İngiltere adına UCM’ye başvuruda bulunan dönemin Başbakanı Rishi Sunak, ICC Savcılığı’nın “tutuklama emri” çıkarılması talebine, bunun Gazze’deki duruma bir faydası olmayacağını söyleyerek karşı çıktı.
Basında, İngiltere’de 6 Temmuz’da göreve başlayan Başbakan Keir Starmer hükümetinin, Sunak hükümetinin aksine Netanyahu ve Galant hakkındaki tutuklama kararına karşı çıkma niyetinde olmadığı belirtildi.
CCİ’ye beyanda bulunma prosedürü
ICC İçtüzüğü’nün 103. maddesi uyarınca, bir devlet, kuruluş veya kişi, ICC’nin doğru karar vermesi için gerekli görmesi halinde, yargılamanın herhangi bir aşamasında ICC’ye yazılı veya sözlü görüş bildirmeye yetkili kılınabilir. . dava.

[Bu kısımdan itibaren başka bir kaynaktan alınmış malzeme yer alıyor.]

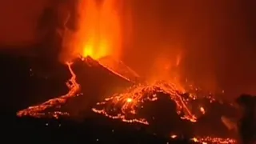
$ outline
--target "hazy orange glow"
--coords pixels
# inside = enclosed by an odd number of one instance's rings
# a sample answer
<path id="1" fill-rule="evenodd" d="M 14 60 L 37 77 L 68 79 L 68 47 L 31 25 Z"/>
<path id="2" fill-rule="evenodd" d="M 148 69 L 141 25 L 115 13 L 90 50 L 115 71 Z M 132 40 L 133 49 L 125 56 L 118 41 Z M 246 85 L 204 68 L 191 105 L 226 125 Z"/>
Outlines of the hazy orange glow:
<path id="1" fill-rule="evenodd" d="M 94 59 L 107 55 L 119 56 L 122 38 L 117 4 L 116 0 L 81 1 L 75 44 L 81 55 Z"/>

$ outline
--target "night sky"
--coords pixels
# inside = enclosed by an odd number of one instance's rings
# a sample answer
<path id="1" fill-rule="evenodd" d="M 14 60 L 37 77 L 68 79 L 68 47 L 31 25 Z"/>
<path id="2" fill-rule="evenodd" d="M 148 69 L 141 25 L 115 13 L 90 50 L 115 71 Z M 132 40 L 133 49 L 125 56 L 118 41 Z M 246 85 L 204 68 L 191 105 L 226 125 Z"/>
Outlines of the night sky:
<path id="1" fill-rule="evenodd" d="M 131 38 L 123 60 L 146 74 L 164 54 L 182 51 L 182 74 L 234 97 L 256 94 L 256 2 L 249 0 L 126 0 Z M 0 1 L 0 45 L 36 43 L 46 0 Z M 126 18 L 124 18 L 126 19 Z M 131 28 L 132 27 L 132 28 Z"/>

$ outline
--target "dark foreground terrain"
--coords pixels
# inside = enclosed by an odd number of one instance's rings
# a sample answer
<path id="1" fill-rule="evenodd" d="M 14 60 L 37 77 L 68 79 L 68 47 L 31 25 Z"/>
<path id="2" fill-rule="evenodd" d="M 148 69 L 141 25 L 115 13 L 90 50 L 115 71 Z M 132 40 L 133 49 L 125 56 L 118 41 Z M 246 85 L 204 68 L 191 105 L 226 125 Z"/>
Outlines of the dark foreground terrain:
<path id="1" fill-rule="evenodd" d="M 66 66 L 47 65 L 33 57 L 0 54 L 2 142 L 48 143 L 188 143 L 148 132 L 145 126 L 113 121 L 97 114 L 78 121 L 18 118 L 16 112 L 67 92 Z"/>

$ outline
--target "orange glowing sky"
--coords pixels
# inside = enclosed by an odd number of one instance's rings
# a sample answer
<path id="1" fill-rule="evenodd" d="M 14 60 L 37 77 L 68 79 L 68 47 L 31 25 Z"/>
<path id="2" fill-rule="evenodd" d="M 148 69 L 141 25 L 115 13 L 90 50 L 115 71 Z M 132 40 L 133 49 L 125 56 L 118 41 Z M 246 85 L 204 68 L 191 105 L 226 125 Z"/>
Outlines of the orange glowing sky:
<path id="1" fill-rule="evenodd" d="M 119 56 L 122 35 L 116 0 L 81 2 L 78 25 L 76 49 L 81 55 L 94 59 Z"/>

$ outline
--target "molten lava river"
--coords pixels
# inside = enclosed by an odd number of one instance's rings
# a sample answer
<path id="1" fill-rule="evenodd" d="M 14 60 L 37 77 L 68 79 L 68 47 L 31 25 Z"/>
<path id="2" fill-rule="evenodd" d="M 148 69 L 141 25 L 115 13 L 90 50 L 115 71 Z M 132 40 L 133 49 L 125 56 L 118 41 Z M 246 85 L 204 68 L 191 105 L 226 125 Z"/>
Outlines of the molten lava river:
<path id="1" fill-rule="evenodd" d="M 114 2 L 116 2 L 114 0 L 106 0 L 100 6 L 95 1 L 87 0 L 82 2 L 80 5 L 81 26 L 77 33 L 78 38 L 76 41 L 76 46 L 81 49 L 78 49 L 77 51 L 78 54 L 82 55 L 82 60 L 84 62 L 87 62 L 86 59 L 90 56 L 99 65 L 126 81 L 130 82 L 134 86 L 96 103 L 95 106 L 92 108 L 92 111 L 124 122 L 150 125 L 147 118 L 142 118 L 139 114 L 139 111 L 143 109 L 144 104 L 160 99 L 161 94 L 158 94 L 161 93 L 168 95 L 168 99 L 176 104 L 176 113 L 182 121 L 194 124 L 198 122 L 198 118 L 207 114 L 207 110 L 203 106 L 199 106 L 199 113 L 196 113 L 190 106 L 193 102 L 202 98 L 194 92 L 198 91 L 198 89 L 193 86 L 183 88 L 180 85 L 170 81 L 159 80 L 154 82 L 147 82 L 144 80 L 136 81 L 134 79 L 140 78 L 139 75 L 122 62 L 113 64 L 113 62 L 110 63 L 106 61 L 107 59 L 106 57 L 108 55 L 111 55 L 114 58 L 118 58 L 119 55 L 118 48 L 119 47 L 118 42 L 121 42 L 121 28 L 118 14 L 116 10 L 114 10 L 115 7 L 114 6 Z M 61 110 L 46 111 L 53 107 L 62 107 L 70 98 L 83 96 L 81 94 L 81 86 L 77 82 L 76 74 L 72 70 L 73 64 L 74 62 L 66 62 L 72 75 L 66 82 L 70 89 L 66 94 L 20 110 L 17 113 L 17 115 L 35 118 L 47 115 L 55 118 L 58 118 L 60 116 L 69 116 L 68 112 L 62 112 Z M 122 65 L 122 66 L 117 65 Z M 212 96 L 203 97 L 203 98 L 207 99 L 209 102 L 216 102 Z M 167 114 L 166 111 L 159 113 Z M 170 134 L 170 138 L 176 138 L 177 137 L 178 137 L 178 134 Z M 235 140 L 232 138 L 210 136 L 195 137 L 191 138 L 191 141 L 202 143 L 235 143 Z"/>

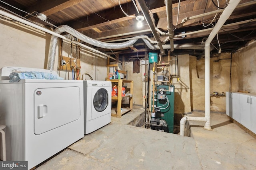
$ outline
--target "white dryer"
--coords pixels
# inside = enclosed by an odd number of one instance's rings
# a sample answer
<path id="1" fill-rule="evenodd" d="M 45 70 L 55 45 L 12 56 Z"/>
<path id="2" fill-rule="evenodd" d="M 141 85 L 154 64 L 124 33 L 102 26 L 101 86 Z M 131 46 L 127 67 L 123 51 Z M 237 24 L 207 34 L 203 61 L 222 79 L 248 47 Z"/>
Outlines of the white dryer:
<path id="1" fill-rule="evenodd" d="M 111 82 L 84 81 L 84 134 L 88 134 L 111 121 Z"/>
<path id="2" fill-rule="evenodd" d="M 1 80 L 12 70 L 28 69 L 4 68 Z M 0 124 L 6 126 L 7 160 L 28 161 L 30 169 L 82 138 L 83 96 L 82 80 L 0 80 Z"/>

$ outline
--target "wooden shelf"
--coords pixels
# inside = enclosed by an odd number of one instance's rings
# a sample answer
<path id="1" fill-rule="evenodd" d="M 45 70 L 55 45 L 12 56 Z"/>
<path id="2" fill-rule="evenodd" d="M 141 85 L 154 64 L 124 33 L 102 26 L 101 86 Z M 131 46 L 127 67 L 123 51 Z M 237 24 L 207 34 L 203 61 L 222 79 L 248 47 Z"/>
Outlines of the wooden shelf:
<path id="1" fill-rule="evenodd" d="M 110 79 L 107 80 L 108 81 L 110 81 L 112 83 L 118 83 L 118 89 L 122 89 L 122 87 L 123 83 L 130 83 L 130 92 L 129 95 L 128 96 L 122 96 L 122 90 L 118 90 L 118 94 L 117 96 L 112 96 L 112 99 L 114 100 L 117 100 L 117 107 L 116 109 L 116 113 L 111 113 L 112 116 L 116 117 L 118 118 L 121 118 L 122 115 L 124 114 L 127 113 L 128 111 L 130 111 L 132 109 L 132 95 L 133 93 L 133 81 L 128 80 L 127 80 L 124 79 Z M 129 107 L 128 109 L 127 108 L 124 108 L 123 110 L 121 111 L 121 106 L 122 98 L 128 96 L 129 97 Z M 125 110 L 125 111 L 124 111 Z"/>

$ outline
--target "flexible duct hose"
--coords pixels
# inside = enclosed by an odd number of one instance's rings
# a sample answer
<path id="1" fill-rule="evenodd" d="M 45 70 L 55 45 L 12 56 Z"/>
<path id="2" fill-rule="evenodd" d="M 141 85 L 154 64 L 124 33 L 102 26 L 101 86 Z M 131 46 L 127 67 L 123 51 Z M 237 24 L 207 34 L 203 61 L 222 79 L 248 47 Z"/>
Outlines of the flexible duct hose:
<path id="1" fill-rule="evenodd" d="M 58 34 L 61 34 L 63 32 L 66 32 L 86 43 L 95 46 L 106 49 L 120 49 L 127 47 L 134 44 L 137 40 L 138 40 L 138 39 L 131 39 L 125 42 L 115 44 L 105 43 L 87 37 L 71 27 L 64 25 L 60 25 L 58 28 L 55 29 L 54 32 Z M 138 37 L 138 38 L 139 37 L 139 36 Z M 144 42 L 145 41 L 148 41 L 146 39 L 144 40 Z M 53 35 L 52 36 L 48 55 L 48 61 L 47 62 L 47 69 L 48 70 L 53 70 L 58 41 L 58 37 Z M 147 43 L 150 43 L 149 42 Z M 151 47 L 153 47 L 153 49 L 154 48 L 154 46 Z"/>

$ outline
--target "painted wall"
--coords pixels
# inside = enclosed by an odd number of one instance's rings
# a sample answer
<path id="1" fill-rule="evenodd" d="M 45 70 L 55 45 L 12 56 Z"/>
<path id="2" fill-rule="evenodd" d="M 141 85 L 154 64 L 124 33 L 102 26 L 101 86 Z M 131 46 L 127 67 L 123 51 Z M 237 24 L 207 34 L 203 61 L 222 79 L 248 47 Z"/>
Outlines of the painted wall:
<path id="1" fill-rule="evenodd" d="M 210 96 L 210 110 L 217 112 L 226 111 L 226 91 L 229 91 L 230 54 L 222 53 L 218 57 L 210 60 L 210 93 L 218 92 L 218 96 Z M 204 59 L 196 60 L 190 56 L 190 72 L 191 84 L 192 110 L 204 111 Z M 223 92 L 223 93 L 222 93 Z"/>
<path id="2" fill-rule="evenodd" d="M 256 94 L 256 41 L 232 55 L 231 91 Z"/>
<path id="3" fill-rule="evenodd" d="M 32 27 L 3 19 L 0 19 L 0 68 L 6 66 L 46 69 L 51 35 Z M 64 43 L 62 54 L 70 57 L 70 43 Z M 75 47 L 72 55 L 75 56 Z M 57 51 L 58 51 L 57 48 Z M 58 53 L 54 70 L 58 72 Z M 104 80 L 106 77 L 106 57 L 81 48 L 80 57 L 82 74 L 89 74 L 94 80 Z M 65 78 L 65 71 L 58 72 Z M 72 79 L 72 73 L 69 73 Z M 82 79 L 82 74 L 80 78 Z M 68 79 L 68 72 L 66 79 Z M 86 80 L 90 80 L 86 76 Z"/>
<path id="4" fill-rule="evenodd" d="M 14 21 L 0 19 L 0 68 L 16 66 L 46 68 L 51 35 L 30 27 Z M 231 54 L 222 53 L 218 57 L 211 59 L 210 92 L 219 94 L 229 91 L 248 91 L 256 93 L 256 43 L 232 54 L 231 86 L 230 86 Z M 70 45 L 64 45 L 63 55 L 70 56 Z M 76 55 L 74 51 L 72 55 Z M 57 71 L 58 54 L 55 59 L 54 70 Z M 87 73 L 94 80 L 105 80 L 106 76 L 106 58 L 88 50 L 81 49 L 81 73 Z M 166 57 L 165 57 L 166 58 Z M 172 83 L 175 90 L 176 113 L 188 113 L 192 110 L 204 110 L 204 59 L 197 61 L 196 57 L 188 55 L 179 56 L 180 80 L 174 78 Z M 164 59 L 166 60 L 166 59 Z M 171 60 L 174 68 L 174 60 Z M 139 74 L 132 73 L 132 62 L 126 62 L 125 70 L 128 70 L 129 79 L 134 82 L 134 104 L 142 105 L 145 83 L 144 66 Z M 152 80 L 152 66 L 150 68 Z M 144 71 L 143 71 L 144 70 Z M 173 70 L 172 71 L 173 72 Z M 65 72 L 59 72 L 65 77 Z M 70 76 L 71 77 L 71 76 Z M 82 78 L 82 77 L 81 77 Z M 86 77 L 87 80 L 88 77 Z M 150 82 L 150 87 L 152 83 Z M 128 85 L 129 86 L 129 85 Z M 149 94 L 151 96 L 151 88 Z M 149 101 L 150 106 L 151 101 Z M 224 97 L 211 97 L 211 110 L 225 112 Z"/>

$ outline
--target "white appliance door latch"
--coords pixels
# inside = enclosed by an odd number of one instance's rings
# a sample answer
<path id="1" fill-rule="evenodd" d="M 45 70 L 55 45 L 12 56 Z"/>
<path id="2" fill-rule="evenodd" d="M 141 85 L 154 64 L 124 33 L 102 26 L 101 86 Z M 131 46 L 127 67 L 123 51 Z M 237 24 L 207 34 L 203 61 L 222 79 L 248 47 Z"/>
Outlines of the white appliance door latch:
<path id="1" fill-rule="evenodd" d="M 42 118 L 47 112 L 47 106 L 46 105 L 39 105 L 38 107 L 37 117 L 38 119 Z"/>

Latince’de “Amicus Curiae” (Mahkeme Dostu) olarak adlandırılan bu prosedür, davaya karar verilmeden önce konuyla ilgili alınan bilgilendirme beyanlarını ifade etmektedir.
Bağlayıcı olmayan bir tavsiye niteliğinde olan bu beyan sunma prosedürü, birçok ülke ve kuruluş tarafından Mahkemenin kararını etkilemek için kullanılmaktadır.
İddia makamının, Amicus Curiae’nin Uluslararası Ceza Mahkemesi’ne sunulacak ifadelerine yanıt verme hakkı bulunuyor.
ICC daha önce Amicus Curiae’nin eski Sudan Devlet Başkanı Ömer El Beşir’e karşı açılan dava ve Filistin toprakları üzerindeki yargı yetkisine ilişkin UCM İçtüzüğünün 103. Kuralı uyarınca yaptığı açıklamalara izin vermişti.
Netanyahu ve Gallant için tutuklama kararı talebi
ICC Başsavcısı Kerim Han, 20 Mayıs’ta Netanyahu ve Savunma Bakanı Yoav Gallant hakkında “tutuklama emri” talep ettiğini açıklamıştı.
Khan, 8 Ekim 2023 itibarıyla Gazze Şeridi’nde “Netanyahu ve Gallant’ın savaş suçları ve insanlığa karşı suçlardan cezai sorumluluk taşıdığına inanmak için makul nedenler bulunduğunu” söyledi.
Roma Statüsü’nün ilgili maddelerinin ihlal edildiğine işaret eden Han, İsrailli yetkililere yönelik suçların arasında “savaş suçu olarak sivillerin aç bırakılması”, “kasıtlı olarak büyük acıya neden olma veya vücut veya sağlığa ciddi zarar verme” ve “beklendiği gibi zalimce muamele” yer aldığını söyledi. ” savaş suçu” kaydetmişti.
Khan, Netanyahu ve Gallant’a karşı işlenen diğer suçlar arasında “kasıtlı cinayet”, “savaş suçu olarak cinayet”, “savaş suçu olarak sivil halka yönelik kasıtlı saldırılar”, “sonuçta meydana gelen ölümler de dahil olmak üzere insanlığa karşı suç olarak yıkım ve/veya yıkım” yer alıyor. açlıktan ölmek veya cinayetten korunmak”, “insanlığa karşı suç olarak zulüm” ve “insanlığa karşı suç olarak diğer insanlık dışı eylemler”.
Başsavcı, bahsi geçen insanlığa karşı suçların “devlet politikası doğrultusunda Filistinli sivil halka yönelik yaygın ve sistematik bir saldırının parçası olarak işlendiğini” ve bu suçların devam ettiğini vurguladı.